Cumprido este único ponto da pauta extraordinária, damos por encerrada esta inusitada reunião do Conselho.
Eu, Adalberto – não por ser presidente, mas por ser o único nome que ficou guardado na memória senil do desatento ciclista –, escrevo, assino e dou fé.”
É este, na íntegra, o texto que poderia abrir este capítulo do meu relato de viagem, se eu quisesse dar a ele um tom de pilhéria literária.
Não é o que quero.
Mesmo assim vou deixá-lo aqui – se o sisudo leitor não se incomodar – porque ele, não obstante o seu, talvez, impróprio viés de gracejo, descreve com justeza o desfecho daquela decisiva reunião com que fui presenteado na noite anterior.
E é por conta desta segura – e oficial – orientação recebida, que eu saía de Ponto Belo nas primeiras horas daquela manhã de segunda-feira, 9 de junho de 2014, rumo a Ecoporanga, carregando no cenho o desenho risonho de quem começa o dia sabendo exatamente que caminho deve tomar e pra onde deve ir.
E tão ledo eu ia, que me permiti inventar, enquanto pedalava naquela manhã deserta e gentil, esse travesso documento oficial que transcrevi, de memória, agora há pouco.
Assim, cheguei a Cotaxé ainda bem cedo.
Talvez, por estar adentrando, depois de meia centena de anos, uma área de evidente risco emocional – o território da infância – resolvi ficar por ali vadiando sem me incomodar muito com o tempo (e sem medo do Tempo).
Tanto assim, que decidi estender até o almoço a minha permanência na vila.
Busquei, sem sucesso, alongar uma ou duas conversas que surgiram involuntariamente enquanto trafegava pelas poucas ruas e praças que compõem aquele ajuntamento urbano de topografia irregular e – pra mim – de grande importância histórica.

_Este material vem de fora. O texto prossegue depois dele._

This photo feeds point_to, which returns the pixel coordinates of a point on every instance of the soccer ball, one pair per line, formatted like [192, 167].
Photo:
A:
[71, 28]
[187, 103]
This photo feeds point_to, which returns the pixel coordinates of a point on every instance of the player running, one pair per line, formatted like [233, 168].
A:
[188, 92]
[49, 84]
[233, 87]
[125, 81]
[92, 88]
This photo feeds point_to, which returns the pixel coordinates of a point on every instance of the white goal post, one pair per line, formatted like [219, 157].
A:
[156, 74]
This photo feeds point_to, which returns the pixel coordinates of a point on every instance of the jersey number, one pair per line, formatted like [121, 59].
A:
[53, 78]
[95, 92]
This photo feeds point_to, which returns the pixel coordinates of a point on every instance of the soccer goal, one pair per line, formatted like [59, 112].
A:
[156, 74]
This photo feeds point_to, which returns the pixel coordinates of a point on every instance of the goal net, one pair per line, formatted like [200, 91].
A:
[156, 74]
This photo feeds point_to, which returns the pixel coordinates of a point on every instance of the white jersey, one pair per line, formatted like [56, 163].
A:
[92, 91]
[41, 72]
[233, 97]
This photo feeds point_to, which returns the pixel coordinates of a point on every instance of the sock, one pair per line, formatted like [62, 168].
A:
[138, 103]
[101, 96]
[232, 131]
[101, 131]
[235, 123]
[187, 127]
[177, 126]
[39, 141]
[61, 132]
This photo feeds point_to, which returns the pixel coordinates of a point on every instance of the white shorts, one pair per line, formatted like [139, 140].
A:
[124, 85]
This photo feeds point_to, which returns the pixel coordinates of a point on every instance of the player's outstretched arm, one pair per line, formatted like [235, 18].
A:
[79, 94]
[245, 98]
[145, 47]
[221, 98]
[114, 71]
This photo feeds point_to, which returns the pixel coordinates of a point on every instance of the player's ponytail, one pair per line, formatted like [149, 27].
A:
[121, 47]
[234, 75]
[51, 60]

Importância garantida, tanto quando estou falando desta viagem e das minhas lembranças, quanto quando se fala da História de Ecoporanga e deste contestado Torreão.
Dei uma circulada pelo retangular entorno do, naquele momento, vazio campo de futebol da vila.
Despendi ali, com olhos veteranos, o esforço que me foi possível fazer para ver se via umas pernas infantis serelepeando, eufóricas, entre as duas imaginárias linhas intermediárias daquele ralo gramado.
Busquei – com o olhar se esfalfando na contramão dos anos – todo o espaço que certamente seria ocupado ali por um pequeno meia que, pela direita, subia construindo as jogadas de ataque da sua quase imbatível equipe mirim.
Vejo que não ficou nem na memória daquele ralo gramado, nem nos recantos que perscrutei das minhas lembranças – também já meio ralas – qualquer imagem de momentos, lances ou jogadas de certa partida memorável ali disputada.
Nada.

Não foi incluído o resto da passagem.